Si on te dit tout le temps que tu n’as aucun droit, que tu n’es rien du tout, on peut te faire n’importe quoi ; c’est ça que les femmes sans-papiers vivent à longueur de journée ; ce sont des femmes qui se disent qu’elles sont vivantes mais qu’elles sont mortes à l’intérieur d’elles. Quand cela arrive à l’une d’entre nous c’est très difficile à encaisser, en sachant qu’on ne peut pas faire grand’chose…
Les relations entre réfugiés et sans-papiers
Quand les réfugiés sont arrivés, nous sommes allées, comme sans-papiers, les accueillir au Parc [Maximilien] car on avait été un jour des réfugiés comme eux. Et voilà que, peut-être, plusieurs d’entre eux vont être des sans-papiers un jour. Nous sommes tous passés par là où ils sont passés. On dit toujours qu’on est divisé, les sans-papiers et les réfugiés, mais pour nous, il n’y avait pas de grande différence ; parmi nous, il y a des gens qui sont passé par là et qui sont là depuis des années, et malheureusement, on ne les considère plus comme des gens qui doivent être aidés.

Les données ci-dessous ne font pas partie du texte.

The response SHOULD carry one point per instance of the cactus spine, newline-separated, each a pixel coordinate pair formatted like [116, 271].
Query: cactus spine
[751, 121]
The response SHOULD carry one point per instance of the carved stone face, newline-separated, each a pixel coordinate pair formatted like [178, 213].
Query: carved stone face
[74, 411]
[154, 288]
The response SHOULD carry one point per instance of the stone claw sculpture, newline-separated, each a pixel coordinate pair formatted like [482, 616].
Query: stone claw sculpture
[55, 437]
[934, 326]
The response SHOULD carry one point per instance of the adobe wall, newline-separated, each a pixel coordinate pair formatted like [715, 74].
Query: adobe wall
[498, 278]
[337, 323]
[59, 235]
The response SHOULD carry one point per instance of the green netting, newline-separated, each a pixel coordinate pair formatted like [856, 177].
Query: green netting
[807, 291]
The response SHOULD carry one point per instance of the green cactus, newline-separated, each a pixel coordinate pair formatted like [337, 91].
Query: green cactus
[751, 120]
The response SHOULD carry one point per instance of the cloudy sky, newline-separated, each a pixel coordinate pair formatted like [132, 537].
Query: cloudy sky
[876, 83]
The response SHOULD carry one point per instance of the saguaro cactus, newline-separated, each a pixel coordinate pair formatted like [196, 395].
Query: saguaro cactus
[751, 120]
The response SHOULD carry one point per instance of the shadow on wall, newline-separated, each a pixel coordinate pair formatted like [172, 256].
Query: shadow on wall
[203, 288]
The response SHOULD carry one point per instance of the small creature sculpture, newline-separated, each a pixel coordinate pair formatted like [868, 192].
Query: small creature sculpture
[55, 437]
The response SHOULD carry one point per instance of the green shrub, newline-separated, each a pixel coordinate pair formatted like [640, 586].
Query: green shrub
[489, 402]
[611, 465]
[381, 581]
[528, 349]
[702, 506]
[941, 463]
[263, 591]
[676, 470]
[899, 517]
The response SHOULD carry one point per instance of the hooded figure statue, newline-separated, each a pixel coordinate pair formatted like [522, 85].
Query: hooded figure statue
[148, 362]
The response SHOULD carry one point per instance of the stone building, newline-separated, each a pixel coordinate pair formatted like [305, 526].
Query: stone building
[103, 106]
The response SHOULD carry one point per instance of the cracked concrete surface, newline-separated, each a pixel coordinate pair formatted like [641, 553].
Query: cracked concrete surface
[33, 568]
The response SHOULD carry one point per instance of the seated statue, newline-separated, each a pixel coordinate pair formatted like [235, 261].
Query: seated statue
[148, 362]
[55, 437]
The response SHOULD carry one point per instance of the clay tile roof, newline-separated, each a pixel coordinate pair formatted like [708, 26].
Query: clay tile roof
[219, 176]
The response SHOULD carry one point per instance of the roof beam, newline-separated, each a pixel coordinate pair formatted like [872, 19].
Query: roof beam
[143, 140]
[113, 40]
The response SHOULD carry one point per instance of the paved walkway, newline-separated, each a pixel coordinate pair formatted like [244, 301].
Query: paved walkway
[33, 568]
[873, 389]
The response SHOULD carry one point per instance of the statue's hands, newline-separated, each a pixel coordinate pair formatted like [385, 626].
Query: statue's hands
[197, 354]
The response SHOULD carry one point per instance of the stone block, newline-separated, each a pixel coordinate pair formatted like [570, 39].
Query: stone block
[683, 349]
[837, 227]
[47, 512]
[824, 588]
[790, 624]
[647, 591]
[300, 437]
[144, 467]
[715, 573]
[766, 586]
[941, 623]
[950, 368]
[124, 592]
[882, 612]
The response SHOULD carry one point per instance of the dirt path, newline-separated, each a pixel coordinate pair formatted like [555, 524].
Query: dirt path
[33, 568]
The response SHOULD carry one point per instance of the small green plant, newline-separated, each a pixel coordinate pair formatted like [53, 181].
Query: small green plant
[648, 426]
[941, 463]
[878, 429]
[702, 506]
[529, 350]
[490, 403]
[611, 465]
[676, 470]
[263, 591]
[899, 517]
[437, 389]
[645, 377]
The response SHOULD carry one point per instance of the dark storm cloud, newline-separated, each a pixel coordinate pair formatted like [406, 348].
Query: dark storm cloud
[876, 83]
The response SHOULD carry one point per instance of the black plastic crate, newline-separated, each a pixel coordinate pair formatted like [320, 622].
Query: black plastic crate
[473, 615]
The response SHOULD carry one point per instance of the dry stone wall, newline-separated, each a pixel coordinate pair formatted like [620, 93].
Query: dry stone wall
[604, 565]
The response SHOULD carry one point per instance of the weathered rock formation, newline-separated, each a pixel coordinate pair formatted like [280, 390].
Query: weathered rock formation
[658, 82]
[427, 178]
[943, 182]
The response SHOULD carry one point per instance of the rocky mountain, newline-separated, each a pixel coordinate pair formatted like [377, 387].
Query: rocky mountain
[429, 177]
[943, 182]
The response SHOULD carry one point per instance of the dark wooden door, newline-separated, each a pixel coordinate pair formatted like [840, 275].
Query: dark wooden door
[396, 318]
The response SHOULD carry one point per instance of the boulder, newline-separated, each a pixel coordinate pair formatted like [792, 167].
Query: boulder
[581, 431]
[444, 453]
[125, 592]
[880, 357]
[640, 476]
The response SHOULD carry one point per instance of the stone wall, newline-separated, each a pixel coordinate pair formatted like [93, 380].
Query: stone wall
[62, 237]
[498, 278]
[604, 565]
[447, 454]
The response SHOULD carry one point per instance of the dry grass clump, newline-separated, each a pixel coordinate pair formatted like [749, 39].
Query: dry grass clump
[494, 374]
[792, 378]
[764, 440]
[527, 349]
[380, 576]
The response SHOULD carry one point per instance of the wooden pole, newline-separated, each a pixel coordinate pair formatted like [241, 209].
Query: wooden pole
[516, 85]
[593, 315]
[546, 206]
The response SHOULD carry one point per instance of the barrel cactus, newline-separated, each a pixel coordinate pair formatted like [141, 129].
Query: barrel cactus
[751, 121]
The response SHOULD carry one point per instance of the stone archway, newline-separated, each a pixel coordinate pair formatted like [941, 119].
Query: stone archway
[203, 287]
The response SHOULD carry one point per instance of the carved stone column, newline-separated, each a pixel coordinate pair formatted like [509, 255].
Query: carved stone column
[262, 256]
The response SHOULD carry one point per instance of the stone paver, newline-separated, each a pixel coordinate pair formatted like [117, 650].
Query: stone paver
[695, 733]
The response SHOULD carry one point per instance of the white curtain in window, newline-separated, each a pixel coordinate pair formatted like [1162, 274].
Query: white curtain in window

Mamadou : Pour conclure, je félicite cette initiative des femmes sans papier qui se mobilisent pour la lutte ; depuis longtemps on n’avait pas vu cela ; aujourd’hui, il y a un collectif de femmes qui nait, des femmes qui disent : « nous aussi, on a quelque chose à dire dans cette lutte et comment la mener » ; c’est super intéressant ça ! On doit les soutenir, les accompagner, pas seulement en matière logistique, en stratégie, car c’est difficile de s’organiser entre sans-papiers. J’adore entendre des femmes qui se lèvent et disent « on a notre voix à nous, parmi les hommes ; oui, je sais m’organiser, je peux mener des luttes ». Je leur dis bravo ; c’est important aussi la détermination, c’est très salutaire pour avoir des victoires !
Maimouna : C’est un chemin, c’est une communauté de femmes qui ont envie d’élargir leur lutte avec les autres, avec les syndicats et les étudiants, c’est pas parce qu’on est une communauté de femmes que l’on exclut les autres ; on lutte ensemble ; on veut être partie prenante des luttes ici.